A Vendor-Specific Modern Data Stack (source: Sequoia Capital Medium Blog)

Using data for business operations

While this approach of using data warehouses are a centralized repo is great for reporting and analytics, putting that data to use to run your operations remains an issue.

For example, you might have a churn prediction model built in BigQuery tying together all of your customer touch points, but triggering personalized outreach for high risk customers or alerting customer success teams to execute a customer retention playbook off that model requires additional plumbing.

You can check out other use cases highlighted in the graphic below:

Examples of operational use cases for data (source: Census blog)

The Reverse ETL Landscape

Reverse ETL tools are vying to fill this gap, and 2021 saw multiple Reverse ETL vendors such as Census and Hightouch announce sizable funding rounds.

Reverse ETL Landscape (source: Memory Leak Medium Blog)

We have also seen BI platforms like Looker, Integration Platform (iPaaS) vendors like Workato and tray.io, as well as Customer Data Platforms (CDPs) like rudderstack jump on this bandwagon to help power operations with data.
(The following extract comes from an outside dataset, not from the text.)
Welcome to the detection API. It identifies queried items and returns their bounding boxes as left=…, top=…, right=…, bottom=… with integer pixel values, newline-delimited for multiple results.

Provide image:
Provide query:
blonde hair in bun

Even vendors like Airbyte who have primarily played in the ELT space now have Reverse ETL as part of their roadmap.

Unaddressed Gaps

While they are great steps in the right direction, there’re still pieces missing.

Unlike data analysts, operational teams aren’t in the business of wading through data. A Digital Marketer is trying to generate more MQLs and SQLs, and data is simply the means to getting there. Similarly, back office teams are trying to execute on specific business workflows, and while data can help, more data doesn’t necessarily help them.

That workflow and decision automation layer becomes critical when trying to solve for operational use cases.

What Comes Next?

We expect the Reverse ETL landscape to evolve as they go deeper into specific operational workflows.

We are already seeing vendors starting to specialize on teams and use cases (eg: Reverse ETL for digital advertising). Hightouch Audiences for example has a workflow component baked in, and it clear that they’re targeting the traditional CDP market with a modern data stack approach.

Lots more yet to be done, but certainly feels like the right step in the direction of data-driven workflows.